Wednesday, February 02, 2011

HTTP Viewers

I found something that is very similar to Web-sniffer.net (an HTTP viewer/proxy)...it is called "Rex Swain's HTTP Viewer". That's a mouthful, so I'll call it RSHV.

One thing that Web-sniffer can't do is allow for referer configuration. RSHV will let you configure the referer (in fact, this appears to be a recently added feature). Why is this sometimes important? Read here. In comparison to Web-Sniffer.net, RSHV is better documented. A con of RSHV is that it won't do HTTPS.

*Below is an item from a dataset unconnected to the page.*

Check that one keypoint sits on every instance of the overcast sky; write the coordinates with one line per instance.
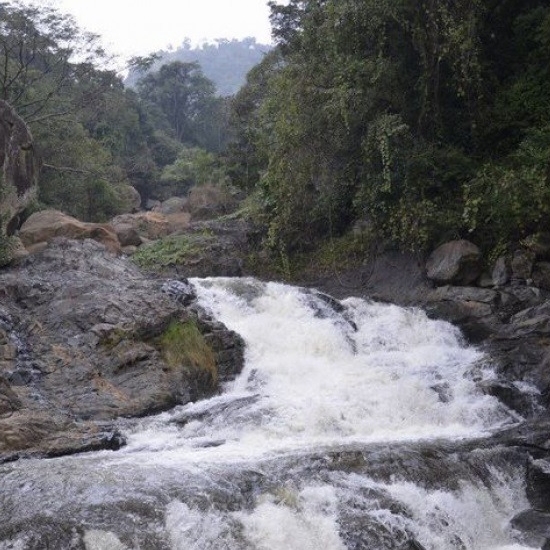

Why do I call these HTTP viewers proxies? Well, they are. When you utilize those tools to view, for example, pages/headers at wigglit.ath.cx, if you check the web logs at wigglit.ath.cx, you'll see the traffic you generated came from someone else's IP (and not the one that was assigned to your machine when you visited wigglit.ath.cx). That's a protection, in my opinion...this means you can conduct research without having to use a lab system to prevent infection.

Note that the services these two tools provide can be done on pretty much any computer (*nix or win32/64). Just use telnet. Of course, wget can also be used (or fetch or curl), but I consider that to be a more cumbersome solution (although you may be able to create scripts that you can use wget/fetch/curl with).

Utilizing such tools in such a manner is important when conducting security analysis (for instance, validating that a certain website is or isn't compromised and serving malware).